Panda9296 hat gesagt.:


> Dazu müsste ich dann sagen
> 
> String user = sharedPreferences.getString("userID");
> 
> und dann kann ich den wie in den Grundlagen von Java bearbeiten? bzw auslesen weil ich ja überprüfen möchte, ob die daten übereinstimmen.


Klar, Du hast ein SharedPreferences-Objekt und das kannst Du ganz normal verwenden.

Der Unterschied zwischen Android und Java auf dem Desktop liegt nicht in der Sprache, sondern im Framework (und den Paketen, die zur Verfügung stehen). Die Sprache ist immer gleich und funktioniert immer gleich. 

Das Framework ist einfach schon sehr verschieden vom Desktop. Die strikte Entkopplung von Activities über Intents und Broadcasts z. B. ist für Desktop-Programmierer erstmal sehr ungewöhnlich. Dann ist auf die Verwendung des richtigen Contexts zu achten. Auch, dass das Framework aktiv ins Geschehen eingreift, ist strange. Insofern ist es wichtig, sich an die Vorgaben von Android zu halten, sonst entsteht Murks, der zwar halbwegs funktioniert, aber in bestimmten Situationen einfach crasht.


----------



## Panda9296 (22. Jun 2020)

Also das, was du jetzt von Java beschreibst ist mir bekannt. Zumindest von Java^^. Ich habe jetzt mal versucht alles zu befolgen 
Ich bin auch tatsächlich weiter gekommen bis ich versucht habe den String zu zerlegen.

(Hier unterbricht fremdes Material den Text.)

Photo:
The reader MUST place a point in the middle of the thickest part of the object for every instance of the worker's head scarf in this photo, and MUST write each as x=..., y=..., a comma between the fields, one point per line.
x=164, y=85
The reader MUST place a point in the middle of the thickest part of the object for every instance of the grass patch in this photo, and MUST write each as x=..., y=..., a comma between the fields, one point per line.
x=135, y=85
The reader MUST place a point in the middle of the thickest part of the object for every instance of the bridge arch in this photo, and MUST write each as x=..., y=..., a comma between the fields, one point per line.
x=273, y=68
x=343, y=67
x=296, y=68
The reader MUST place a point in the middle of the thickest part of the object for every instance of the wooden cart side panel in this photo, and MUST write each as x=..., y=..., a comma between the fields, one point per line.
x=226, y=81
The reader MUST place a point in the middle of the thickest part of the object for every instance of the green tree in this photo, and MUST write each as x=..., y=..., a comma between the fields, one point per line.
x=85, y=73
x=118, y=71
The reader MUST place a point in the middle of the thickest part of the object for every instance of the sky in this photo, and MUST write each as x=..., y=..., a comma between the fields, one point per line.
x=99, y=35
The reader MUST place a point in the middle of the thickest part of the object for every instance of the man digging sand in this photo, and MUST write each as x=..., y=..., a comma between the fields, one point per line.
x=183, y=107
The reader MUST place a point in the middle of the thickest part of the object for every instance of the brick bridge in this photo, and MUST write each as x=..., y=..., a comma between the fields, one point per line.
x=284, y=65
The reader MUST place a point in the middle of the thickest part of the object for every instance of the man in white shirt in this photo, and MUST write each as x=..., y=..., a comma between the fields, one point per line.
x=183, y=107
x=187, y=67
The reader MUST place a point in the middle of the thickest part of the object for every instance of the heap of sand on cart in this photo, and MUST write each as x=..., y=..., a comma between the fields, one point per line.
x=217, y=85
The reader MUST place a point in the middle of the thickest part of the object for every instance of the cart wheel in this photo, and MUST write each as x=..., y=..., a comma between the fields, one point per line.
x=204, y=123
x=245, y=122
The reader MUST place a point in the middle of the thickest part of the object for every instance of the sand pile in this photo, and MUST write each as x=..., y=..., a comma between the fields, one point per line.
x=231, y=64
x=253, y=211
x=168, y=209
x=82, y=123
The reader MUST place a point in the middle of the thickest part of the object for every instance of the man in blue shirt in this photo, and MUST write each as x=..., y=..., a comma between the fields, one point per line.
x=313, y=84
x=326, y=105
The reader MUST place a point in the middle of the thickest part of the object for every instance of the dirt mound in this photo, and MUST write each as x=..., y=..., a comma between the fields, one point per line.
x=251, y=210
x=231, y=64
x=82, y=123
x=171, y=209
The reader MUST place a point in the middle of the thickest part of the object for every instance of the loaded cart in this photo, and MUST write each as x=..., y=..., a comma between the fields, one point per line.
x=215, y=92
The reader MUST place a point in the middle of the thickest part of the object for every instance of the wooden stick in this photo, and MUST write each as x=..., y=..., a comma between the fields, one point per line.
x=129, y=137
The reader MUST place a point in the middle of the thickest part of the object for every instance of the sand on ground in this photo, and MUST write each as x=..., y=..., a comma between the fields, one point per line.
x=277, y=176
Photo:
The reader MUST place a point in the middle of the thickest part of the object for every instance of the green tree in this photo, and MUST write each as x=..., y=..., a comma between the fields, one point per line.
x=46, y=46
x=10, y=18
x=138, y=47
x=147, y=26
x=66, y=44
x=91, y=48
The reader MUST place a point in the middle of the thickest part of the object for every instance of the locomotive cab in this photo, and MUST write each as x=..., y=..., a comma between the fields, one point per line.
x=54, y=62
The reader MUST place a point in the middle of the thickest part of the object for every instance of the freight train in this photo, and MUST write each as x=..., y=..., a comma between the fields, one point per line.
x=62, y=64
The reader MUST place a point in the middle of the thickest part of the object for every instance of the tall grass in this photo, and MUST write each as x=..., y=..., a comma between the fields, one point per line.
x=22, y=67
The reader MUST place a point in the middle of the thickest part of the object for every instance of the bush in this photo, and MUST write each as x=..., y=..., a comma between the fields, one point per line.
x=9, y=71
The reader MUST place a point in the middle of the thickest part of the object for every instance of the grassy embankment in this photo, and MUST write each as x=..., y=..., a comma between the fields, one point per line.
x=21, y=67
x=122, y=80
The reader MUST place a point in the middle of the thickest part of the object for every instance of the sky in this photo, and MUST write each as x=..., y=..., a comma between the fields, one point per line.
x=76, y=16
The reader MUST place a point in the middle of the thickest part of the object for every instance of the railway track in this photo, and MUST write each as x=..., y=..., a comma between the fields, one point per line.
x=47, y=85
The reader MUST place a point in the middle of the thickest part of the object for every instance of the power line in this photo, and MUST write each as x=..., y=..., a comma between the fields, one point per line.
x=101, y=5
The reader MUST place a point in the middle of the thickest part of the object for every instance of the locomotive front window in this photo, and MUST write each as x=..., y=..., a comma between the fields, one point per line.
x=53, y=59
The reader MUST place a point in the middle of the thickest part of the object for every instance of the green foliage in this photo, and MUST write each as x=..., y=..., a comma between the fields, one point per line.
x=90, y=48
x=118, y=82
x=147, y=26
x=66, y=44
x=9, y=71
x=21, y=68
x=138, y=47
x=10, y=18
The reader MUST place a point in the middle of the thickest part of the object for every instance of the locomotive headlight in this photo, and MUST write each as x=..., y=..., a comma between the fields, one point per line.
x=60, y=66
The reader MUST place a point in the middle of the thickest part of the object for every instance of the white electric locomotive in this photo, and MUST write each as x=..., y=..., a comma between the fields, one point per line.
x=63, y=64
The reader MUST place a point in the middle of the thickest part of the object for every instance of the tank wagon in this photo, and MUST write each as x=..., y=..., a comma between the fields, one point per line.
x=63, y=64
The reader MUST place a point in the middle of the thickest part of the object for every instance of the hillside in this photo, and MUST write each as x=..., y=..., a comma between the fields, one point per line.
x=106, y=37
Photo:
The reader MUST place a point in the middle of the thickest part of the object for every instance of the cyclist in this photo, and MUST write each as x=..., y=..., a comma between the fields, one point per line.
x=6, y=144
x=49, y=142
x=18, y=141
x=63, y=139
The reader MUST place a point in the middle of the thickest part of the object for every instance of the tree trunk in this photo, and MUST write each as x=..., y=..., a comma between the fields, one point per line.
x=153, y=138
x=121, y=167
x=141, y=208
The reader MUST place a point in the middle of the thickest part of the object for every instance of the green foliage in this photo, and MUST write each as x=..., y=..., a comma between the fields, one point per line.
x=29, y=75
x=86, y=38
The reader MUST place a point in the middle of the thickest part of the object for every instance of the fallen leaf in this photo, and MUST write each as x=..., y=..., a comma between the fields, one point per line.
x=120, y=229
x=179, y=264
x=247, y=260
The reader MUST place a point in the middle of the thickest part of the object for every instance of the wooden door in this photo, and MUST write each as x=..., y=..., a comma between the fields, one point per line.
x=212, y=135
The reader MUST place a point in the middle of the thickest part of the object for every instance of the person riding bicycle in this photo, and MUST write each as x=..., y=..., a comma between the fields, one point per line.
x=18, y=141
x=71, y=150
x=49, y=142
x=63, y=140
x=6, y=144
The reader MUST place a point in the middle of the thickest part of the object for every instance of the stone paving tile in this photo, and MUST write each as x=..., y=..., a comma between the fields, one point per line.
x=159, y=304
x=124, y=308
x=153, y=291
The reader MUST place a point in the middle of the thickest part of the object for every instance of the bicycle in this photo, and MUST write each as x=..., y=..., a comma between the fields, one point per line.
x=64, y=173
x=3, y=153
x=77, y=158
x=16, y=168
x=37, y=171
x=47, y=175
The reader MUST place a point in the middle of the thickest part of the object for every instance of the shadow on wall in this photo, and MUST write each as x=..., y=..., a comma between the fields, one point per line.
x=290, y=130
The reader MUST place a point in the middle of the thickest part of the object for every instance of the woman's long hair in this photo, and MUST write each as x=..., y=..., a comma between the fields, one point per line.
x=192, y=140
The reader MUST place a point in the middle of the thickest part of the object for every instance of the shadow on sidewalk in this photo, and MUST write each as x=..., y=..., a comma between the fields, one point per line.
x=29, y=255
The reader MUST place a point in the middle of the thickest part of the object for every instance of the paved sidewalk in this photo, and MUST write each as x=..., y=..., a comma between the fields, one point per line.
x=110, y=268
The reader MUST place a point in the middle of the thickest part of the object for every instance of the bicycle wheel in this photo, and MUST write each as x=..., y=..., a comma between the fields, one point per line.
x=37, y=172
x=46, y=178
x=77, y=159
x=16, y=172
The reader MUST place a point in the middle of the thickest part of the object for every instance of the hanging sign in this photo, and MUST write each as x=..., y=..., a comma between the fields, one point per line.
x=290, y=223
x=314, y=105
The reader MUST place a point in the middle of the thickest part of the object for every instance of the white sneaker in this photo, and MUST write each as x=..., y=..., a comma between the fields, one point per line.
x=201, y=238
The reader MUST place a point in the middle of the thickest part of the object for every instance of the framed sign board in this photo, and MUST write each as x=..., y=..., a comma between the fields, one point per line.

Also was vielleicht auf dein Muster nicht zutrifft ist, dass die Registrierung ja in einer anderen aktivity stattfindet. Das ding dabei ist jetzt natürlich. Warum crasht es jetzt, weil ich mir sicher bin, dass ich den String richtig zerlegt habe. Ich denke es hat aufjedenfall was mit android zu tun. Also sobald ich daten eingebe crasht es -.-.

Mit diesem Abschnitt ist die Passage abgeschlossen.